= Banal Story =

Short story by Ernest Hemingway

"Banal Story" is a short parody written by Ernest Hemingway which appeared in the spring/summer 1926 issue of The Little Review. and the following year (with slight modifications) in the collection Men Without Women.

==Plot summary==
It depicts a character reading The Forum. The beginning of the story contains a series of hypothetical questions from the fictional copy of The Forum the character is depicted as reading. The story ends with Hemingway describing the death of a famous bullfighter named Manuel Garcia Maera (1896-1924), in Triana, Seville and its aftermath.

==Analysis==
Phillip Yannella and Wayne Kvam wrote articles on "Banal Story", in the Fitzgerald/Hemingway Annual and subsequently a chapter on the story appeared in Paul Smith's A Reader's Guide to the Short Stories of Ernest Hemingway, then George Monteiro's wrote an article: "The Writer on Vocation: Hemingway's "Banal Story'". The four sources form the story's current critical foundations. They establish the parallels between the stories in The Forum magazine and the death of "Maera", and offer detailed interpretations of the story as a parable and self-reflexive study of writing.

Susan Beegel worries that "Banal Story" will continue to be "neglected because it depends on readers' understanding numerous allusions to The Forum".

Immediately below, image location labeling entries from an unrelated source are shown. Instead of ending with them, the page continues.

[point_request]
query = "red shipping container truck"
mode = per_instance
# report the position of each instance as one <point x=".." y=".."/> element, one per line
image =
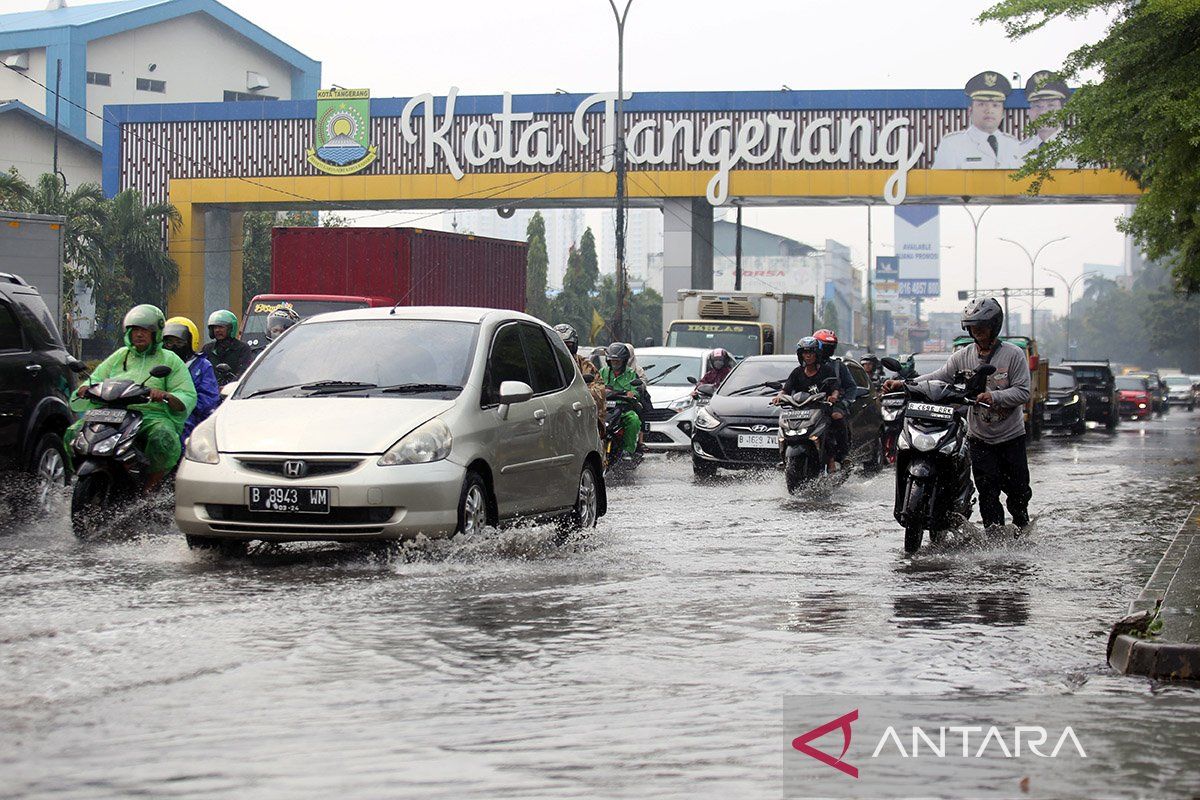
<point x="317" y="270"/>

Critics question why the two contrasting parts exist in the story and how they relate or diverge from one to the other. Quimby Melton argues 'that the sections have a mutual purpose and dependence that establish the story's essential statement about the relationship of romance and realism.' As several scholars argue, the struggle between these two issues is an important theme of Hemingway's work. Therefore, for all its stylistic novelty, the theme of "Banal Story" resolutely places it with the concerns of Hemingway's larger body of work.